If he refuses to listen, then Jesus says to take a couple of witnesses so that everything can be attested by two or three witnesses.  This is partly for your sake, because it may be you've misunderstood him and they can straighten you out.  Often it is at this point that you might want to talk to another priest and see what they say.  If he is concerned too, you might see if he would like to talk to your priest or be present when you do.  Or it may be that other laypeople share our concerns and he will listen when more of the congregation expresses those concerns.  The trick is to keep him from feeling ganged up on and abused and to keep the matter from turning into a parish-splitting fight.  More love.  More sandwich conversations.

If that doesn't work, then you go to your bishop with your concerns.

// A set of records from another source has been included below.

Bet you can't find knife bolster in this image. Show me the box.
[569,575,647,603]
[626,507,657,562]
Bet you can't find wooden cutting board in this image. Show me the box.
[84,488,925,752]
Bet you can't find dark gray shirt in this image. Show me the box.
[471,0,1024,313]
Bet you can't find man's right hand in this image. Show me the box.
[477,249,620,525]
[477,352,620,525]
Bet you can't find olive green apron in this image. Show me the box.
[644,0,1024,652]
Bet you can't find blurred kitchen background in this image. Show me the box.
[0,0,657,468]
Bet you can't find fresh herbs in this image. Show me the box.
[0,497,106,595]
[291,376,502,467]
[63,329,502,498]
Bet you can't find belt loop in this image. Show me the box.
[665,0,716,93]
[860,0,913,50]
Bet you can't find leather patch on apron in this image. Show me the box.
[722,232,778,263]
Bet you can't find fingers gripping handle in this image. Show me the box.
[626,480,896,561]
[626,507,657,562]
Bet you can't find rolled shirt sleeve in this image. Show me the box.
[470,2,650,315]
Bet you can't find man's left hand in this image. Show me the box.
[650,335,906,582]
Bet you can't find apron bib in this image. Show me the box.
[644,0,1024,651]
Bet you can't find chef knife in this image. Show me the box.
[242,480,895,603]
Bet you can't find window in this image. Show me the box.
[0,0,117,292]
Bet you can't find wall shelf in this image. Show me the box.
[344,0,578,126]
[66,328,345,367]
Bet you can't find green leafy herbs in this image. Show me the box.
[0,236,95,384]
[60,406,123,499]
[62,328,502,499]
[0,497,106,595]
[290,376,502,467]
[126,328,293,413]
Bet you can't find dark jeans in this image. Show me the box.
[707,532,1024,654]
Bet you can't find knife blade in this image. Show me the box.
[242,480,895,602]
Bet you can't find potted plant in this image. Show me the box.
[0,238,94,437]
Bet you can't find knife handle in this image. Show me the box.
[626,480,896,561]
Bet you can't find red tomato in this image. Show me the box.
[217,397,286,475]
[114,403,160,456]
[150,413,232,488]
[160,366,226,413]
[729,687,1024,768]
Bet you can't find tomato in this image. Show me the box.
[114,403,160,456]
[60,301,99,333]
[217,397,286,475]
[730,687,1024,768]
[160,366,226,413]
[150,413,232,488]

Meanwhile, don't let this stuff drive you out of Mass.  Take your sufferings and offer them in union with Christ on the altar for your priest and for others that they way not be led astray by false teaching.if you feel you need to step out, that's fine.  You are there to hear the Word of God, not heresy and hearing Scripture, you have done that.  But at the same time, it can be a fruitful exercise to listen and try to parse just where the priest is really contradicting the Tradition and where he is simply expressing the Tradition in ways that are uncomfortable.  Not every offensive thing to come out of a pulpit is offensive due to heresy.  Sometimes it's offensive due to orthodoxy.  Though he is (from what you say) dead wrong about the CDF's condemnation of Sr. Farley's teaching, he might (for all I know) be dead right (and therefore completely orthodox) about something else.  People are like that.

That, at any rate, is how I would approach it.  I've had to endure heretical priests giving dreadful homilies so I empathize.  But have hope, people's minds can be changed.  Speak the truth in love and follow the pattern Jesus lays out in Matthew 18:15-18 and see what happens.

And, of course, marinate the whole thing in persistent prayer, early and often.  See what God does.